数据增强(Data Augmentation)

[TOC]

1.在pipeline的何处进行增强数据

线下增强（offline augmentation）：事先执行所有转换，实质上会增加数据集的大小，适用于较小的数据集；

线上增强（online augmentation）：在送入机器学习之前，在小批量（mini-batch）上执行这些转换；

2.常见的数据增强技术

(1) 几何变换类

几何变换类即对图像进行几何变换，包括翻转，旋转，裁剪，变形，缩放等各类操作；

(2) 颜色变换类

上面的几何变换类操作，没有改变图像本身的内容，它可能是选择了图像的一部分或者对像素进行了重分布。

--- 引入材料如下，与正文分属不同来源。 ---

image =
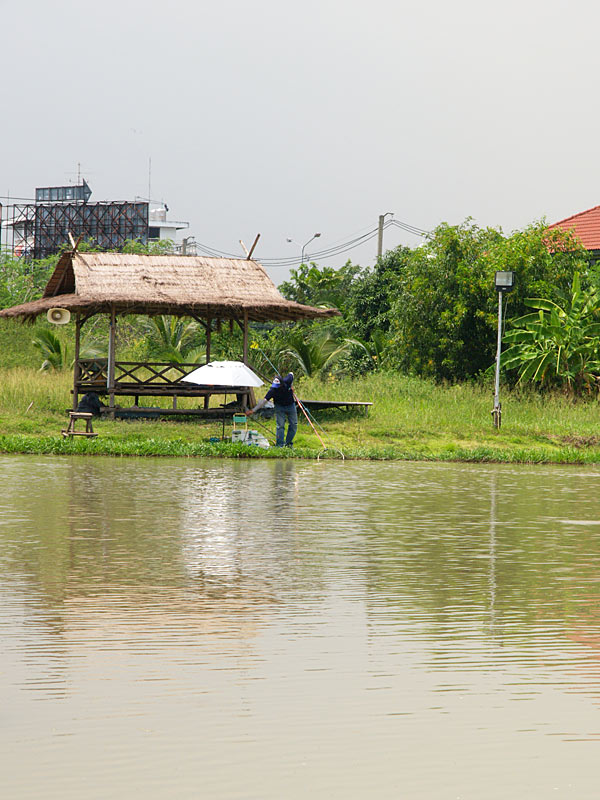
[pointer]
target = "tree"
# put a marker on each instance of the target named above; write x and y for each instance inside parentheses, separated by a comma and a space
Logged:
(558, 344)
(173, 338)
(313, 354)
(443, 317)
(320, 287)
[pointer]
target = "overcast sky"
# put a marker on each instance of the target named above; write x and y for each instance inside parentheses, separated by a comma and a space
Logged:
(287, 119)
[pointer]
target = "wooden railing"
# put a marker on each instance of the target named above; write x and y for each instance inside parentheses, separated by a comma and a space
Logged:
(151, 379)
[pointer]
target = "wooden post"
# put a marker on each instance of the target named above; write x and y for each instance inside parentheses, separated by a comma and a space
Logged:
(110, 377)
(76, 363)
(208, 331)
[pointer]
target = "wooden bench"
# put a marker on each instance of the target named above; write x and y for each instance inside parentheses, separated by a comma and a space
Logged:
(73, 417)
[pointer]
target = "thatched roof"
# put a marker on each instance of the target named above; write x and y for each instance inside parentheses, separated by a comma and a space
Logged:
(219, 288)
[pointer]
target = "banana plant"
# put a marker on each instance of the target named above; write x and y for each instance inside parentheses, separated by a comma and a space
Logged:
(558, 344)
(172, 336)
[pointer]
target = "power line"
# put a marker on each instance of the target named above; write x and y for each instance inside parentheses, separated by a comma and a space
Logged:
(286, 262)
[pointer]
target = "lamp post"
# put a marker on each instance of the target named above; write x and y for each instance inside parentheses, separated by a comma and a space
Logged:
(505, 282)
(304, 246)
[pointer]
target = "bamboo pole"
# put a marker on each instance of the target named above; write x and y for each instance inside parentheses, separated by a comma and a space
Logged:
(110, 377)
(245, 337)
(76, 363)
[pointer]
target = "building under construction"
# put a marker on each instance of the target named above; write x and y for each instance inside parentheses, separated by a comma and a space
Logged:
(38, 229)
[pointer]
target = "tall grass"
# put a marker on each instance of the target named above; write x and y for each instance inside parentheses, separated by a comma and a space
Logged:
(22, 388)
(410, 418)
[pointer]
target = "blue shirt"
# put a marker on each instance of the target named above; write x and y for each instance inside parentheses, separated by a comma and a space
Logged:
(283, 394)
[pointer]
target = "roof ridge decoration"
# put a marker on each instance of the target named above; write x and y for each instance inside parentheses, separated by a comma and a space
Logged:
(182, 285)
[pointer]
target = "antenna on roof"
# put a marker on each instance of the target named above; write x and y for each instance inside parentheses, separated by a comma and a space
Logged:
(245, 249)
(249, 256)
(75, 244)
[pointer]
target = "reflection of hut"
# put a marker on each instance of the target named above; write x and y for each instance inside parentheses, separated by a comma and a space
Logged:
(210, 290)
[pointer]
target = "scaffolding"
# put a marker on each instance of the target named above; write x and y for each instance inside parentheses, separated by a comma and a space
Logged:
(37, 230)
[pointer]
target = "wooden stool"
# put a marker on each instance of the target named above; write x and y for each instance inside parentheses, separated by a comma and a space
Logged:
(73, 417)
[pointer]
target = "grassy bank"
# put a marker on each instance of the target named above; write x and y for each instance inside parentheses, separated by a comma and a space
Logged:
(410, 419)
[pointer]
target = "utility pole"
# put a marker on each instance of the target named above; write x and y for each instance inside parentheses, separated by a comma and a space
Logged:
(380, 234)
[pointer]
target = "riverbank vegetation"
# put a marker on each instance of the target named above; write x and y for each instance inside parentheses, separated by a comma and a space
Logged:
(416, 337)
(411, 418)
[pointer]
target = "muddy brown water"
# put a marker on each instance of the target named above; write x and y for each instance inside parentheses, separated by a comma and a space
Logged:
(280, 629)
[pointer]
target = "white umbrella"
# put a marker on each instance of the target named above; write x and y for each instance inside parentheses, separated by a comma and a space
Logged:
(223, 373)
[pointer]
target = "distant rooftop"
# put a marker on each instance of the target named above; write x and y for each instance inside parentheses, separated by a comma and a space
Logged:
(585, 226)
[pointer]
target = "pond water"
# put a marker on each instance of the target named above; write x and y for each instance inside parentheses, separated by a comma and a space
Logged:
(280, 629)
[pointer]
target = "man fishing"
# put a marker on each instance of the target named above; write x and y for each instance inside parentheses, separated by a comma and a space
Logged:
(282, 395)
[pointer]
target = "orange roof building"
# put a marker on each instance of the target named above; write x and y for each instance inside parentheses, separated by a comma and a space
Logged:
(586, 228)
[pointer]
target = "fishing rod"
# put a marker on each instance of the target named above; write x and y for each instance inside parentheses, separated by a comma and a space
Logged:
(324, 447)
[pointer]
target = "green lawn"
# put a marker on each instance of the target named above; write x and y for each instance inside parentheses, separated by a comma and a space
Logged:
(410, 419)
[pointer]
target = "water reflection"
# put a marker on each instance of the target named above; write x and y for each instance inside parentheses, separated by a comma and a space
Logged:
(322, 617)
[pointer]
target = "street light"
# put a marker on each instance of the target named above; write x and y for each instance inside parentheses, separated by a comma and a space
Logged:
(505, 282)
(304, 246)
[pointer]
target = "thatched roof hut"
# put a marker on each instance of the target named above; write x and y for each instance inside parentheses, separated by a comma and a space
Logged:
(215, 288)
(207, 289)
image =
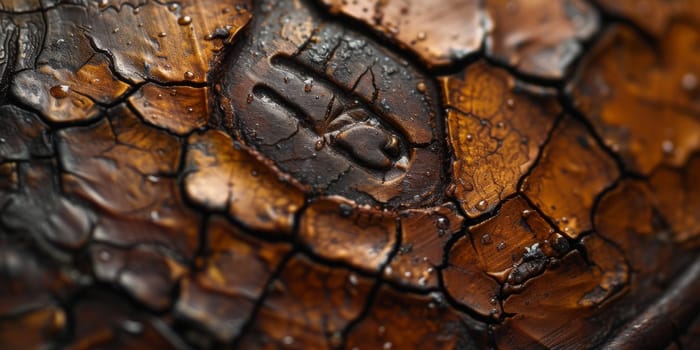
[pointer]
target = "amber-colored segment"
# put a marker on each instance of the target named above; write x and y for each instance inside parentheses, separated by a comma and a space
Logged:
(397, 320)
(516, 244)
(466, 280)
(180, 109)
(495, 131)
(440, 33)
(221, 296)
(308, 307)
(562, 185)
(540, 37)
(630, 216)
(126, 169)
(424, 233)
(152, 42)
(221, 175)
(573, 291)
(338, 229)
(143, 272)
(106, 320)
(677, 194)
(625, 88)
(653, 16)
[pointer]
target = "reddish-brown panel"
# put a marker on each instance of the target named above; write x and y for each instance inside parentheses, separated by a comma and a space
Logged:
(126, 169)
(222, 175)
(399, 320)
(495, 132)
(165, 43)
(424, 233)
(338, 229)
(439, 33)
(630, 216)
(539, 37)
(516, 244)
(106, 320)
(653, 16)
(308, 307)
(562, 185)
(643, 102)
(221, 297)
(677, 193)
(179, 109)
(572, 291)
(466, 280)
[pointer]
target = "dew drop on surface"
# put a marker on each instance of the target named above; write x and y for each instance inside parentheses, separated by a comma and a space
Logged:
(184, 20)
(667, 147)
(59, 91)
(104, 255)
(442, 222)
(689, 81)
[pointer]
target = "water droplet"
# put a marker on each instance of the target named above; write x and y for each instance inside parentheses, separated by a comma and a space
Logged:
(667, 147)
(132, 327)
(184, 20)
(319, 145)
(689, 81)
(59, 91)
(345, 209)
(105, 255)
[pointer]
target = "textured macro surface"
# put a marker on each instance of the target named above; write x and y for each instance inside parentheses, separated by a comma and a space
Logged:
(355, 174)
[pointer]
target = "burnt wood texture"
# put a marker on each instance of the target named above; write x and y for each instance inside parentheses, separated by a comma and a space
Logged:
(349, 174)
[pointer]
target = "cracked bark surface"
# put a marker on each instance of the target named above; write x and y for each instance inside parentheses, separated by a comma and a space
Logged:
(349, 174)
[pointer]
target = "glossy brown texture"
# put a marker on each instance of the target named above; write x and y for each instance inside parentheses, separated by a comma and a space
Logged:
(313, 174)
(439, 33)
(223, 176)
(540, 37)
(624, 86)
(496, 133)
(561, 185)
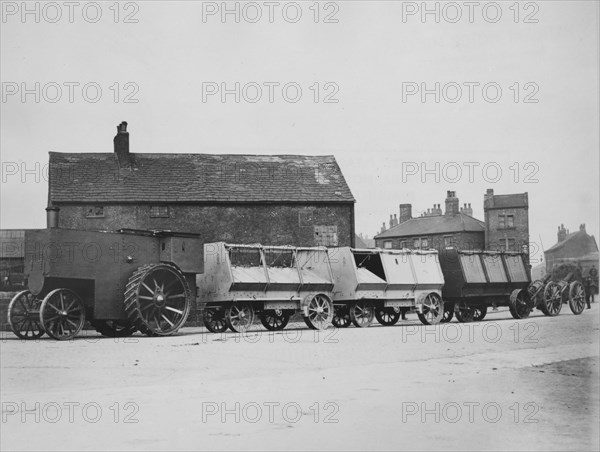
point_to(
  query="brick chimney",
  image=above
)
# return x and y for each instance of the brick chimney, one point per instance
(451, 203)
(121, 142)
(562, 233)
(405, 212)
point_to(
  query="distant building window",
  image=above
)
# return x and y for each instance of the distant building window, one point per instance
(448, 241)
(95, 212)
(510, 221)
(326, 236)
(159, 212)
(501, 222)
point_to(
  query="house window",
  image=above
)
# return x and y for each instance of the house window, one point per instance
(95, 212)
(326, 236)
(510, 221)
(501, 222)
(159, 212)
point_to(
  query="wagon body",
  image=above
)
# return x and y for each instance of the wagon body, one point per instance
(482, 276)
(378, 279)
(120, 277)
(269, 281)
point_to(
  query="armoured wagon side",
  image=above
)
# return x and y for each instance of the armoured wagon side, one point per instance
(478, 279)
(120, 281)
(240, 282)
(381, 283)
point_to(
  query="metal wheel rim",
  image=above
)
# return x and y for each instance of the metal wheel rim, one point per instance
(23, 316)
(553, 299)
(62, 314)
(320, 312)
(162, 300)
(577, 298)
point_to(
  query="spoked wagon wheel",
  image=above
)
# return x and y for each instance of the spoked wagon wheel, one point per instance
(479, 314)
(275, 319)
(318, 311)
(387, 316)
(552, 303)
(519, 306)
(433, 309)
(448, 312)
(361, 314)
(576, 297)
(341, 317)
(62, 314)
(157, 299)
(464, 313)
(214, 320)
(114, 328)
(239, 317)
(24, 316)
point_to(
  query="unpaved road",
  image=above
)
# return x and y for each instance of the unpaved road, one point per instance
(499, 384)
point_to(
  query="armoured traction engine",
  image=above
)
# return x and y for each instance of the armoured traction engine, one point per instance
(240, 282)
(119, 281)
(477, 279)
(380, 283)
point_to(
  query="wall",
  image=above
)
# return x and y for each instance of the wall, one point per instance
(462, 240)
(496, 237)
(275, 224)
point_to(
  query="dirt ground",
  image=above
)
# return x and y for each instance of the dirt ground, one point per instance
(495, 385)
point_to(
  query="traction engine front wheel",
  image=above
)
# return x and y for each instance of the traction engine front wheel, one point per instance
(157, 299)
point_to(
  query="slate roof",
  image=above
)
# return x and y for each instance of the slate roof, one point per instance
(571, 236)
(438, 224)
(96, 177)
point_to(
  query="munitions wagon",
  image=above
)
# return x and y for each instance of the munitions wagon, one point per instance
(240, 282)
(120, 281)
(382, 283)
(475, 280)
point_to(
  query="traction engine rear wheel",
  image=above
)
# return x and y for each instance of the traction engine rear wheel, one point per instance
(576, 297)
(62, 314)
(239, 317)
(275, 319)
(318, 311)
(214, 320)
(24, 316)
(361, 314)
(387, 316)
(433, 309)
(157, 299)
(114, 328)
(341, 317)
(552, 303)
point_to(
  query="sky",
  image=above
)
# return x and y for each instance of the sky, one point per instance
(413, 99)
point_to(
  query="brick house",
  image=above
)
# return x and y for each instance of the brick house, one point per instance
(576, 246)
(506, 221)
(273, 199)
(454, 228)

如果要改变图像本身的内容，就属于颜色变换类的数据增强了，常见的包括噪声、模糊、颜色变换、擦除、填充等；

(3) 其他

GAN生成数据集，mosaic拼接四张图片等；

2.1 翻转（Flip）

可以对图片进行水平和垂直翻转，从左侧开始，原始图片，水平翻转的图片，垂直翻转的图片。

2.2 旋转（Rotation）

从左向右，图像相对于前一个图像顺时针旋转90度

2.3 缩放比例（Scale）

图像可以向外或向内缩放。向外缩放时，最终图像尺寸将大于原始图像尺寸。大多数图像框架从新图像中剪切出一个部分，其大小等于原始图像。从左到右，原始图像，向外缩放10%，向外缩放20%

2.4 裁剪（Crop）

与缩放不同，我们只是从原始图像中随机抽样一个部分。然后，我们将此部分的大小调整为原始图像大小。这种方法通常称为随机裁剪（random crop）。从左至右，原始图像，左上角裁剪的图像，右下角裁剪的图像。

2.5 移位（Translation）

移位只涉及沿X或Y方向（或两者）移动图像。从左至右，原始图像，向右移位，向上移位。

2.6 调整大小（Resize）

对图像进行缩放，以保证模型具有尺度不变性

2.7 高斯噪声（Gaussian Noise）

神经网络试图学习可能无用的高频特征（大量出现的模式）时，通常会发生过度拟合。具有零均值的高斯噪声基本上在所有频率中具有数据点，从而有效地扭曲高频特征，添加适量的噪音可以增强学习能力。从左至右，原始图形，加入高斯噪声图片，加入盐和胡椒噪声图片

2.8 RGB 颜色扰动（Color distortion）& 调整亮度，对比度，饱和度，色调（brightness, contrast, saturation, and hue）

2.9 随机擦除（Random erase、CutOut）

对图像中随机选取一个矩形区域用特定的值(随机值或者数据均值)进行覆盖

2.10 Mixup

对两张图像和对应标签进行线性叠加

2.11 CutMix

在Mixup和CutOut的基础上，将图像中的某一区域去除，填充成另一图像

2.12 GAN

风格转换、生成fake图片

2.13 Mosaic

mosaic 利用了四张图片拼接，丰富检测物体的背景，而且在BN计算的时候一下子会计算四张图片的数据

参考资料：

【1】Data Augmentation | How to use Deep Learning when you have Limited Data

【2】知乎-深度学习中的数据增强方法都有哪些？

【3】CSDN-深度学习数据增强方法总结

3.动手实践

基于SSD的数据增强，代码如下：

import torchvision.transforms.functional as FT

1.flip

def flip(image, boxes):
    # Flip image
    new_image = FT.hflip(image)

    # Flip boxes
    new_boxes = boxes
    new_boxes[:, 0] = image.width - boxes[:, 0] - 1
    new_boxes[:, 2] = image.width - boxes[:, 2] - 1
    new_boxes = new_boxes[:, [2, 1, 0, 3]]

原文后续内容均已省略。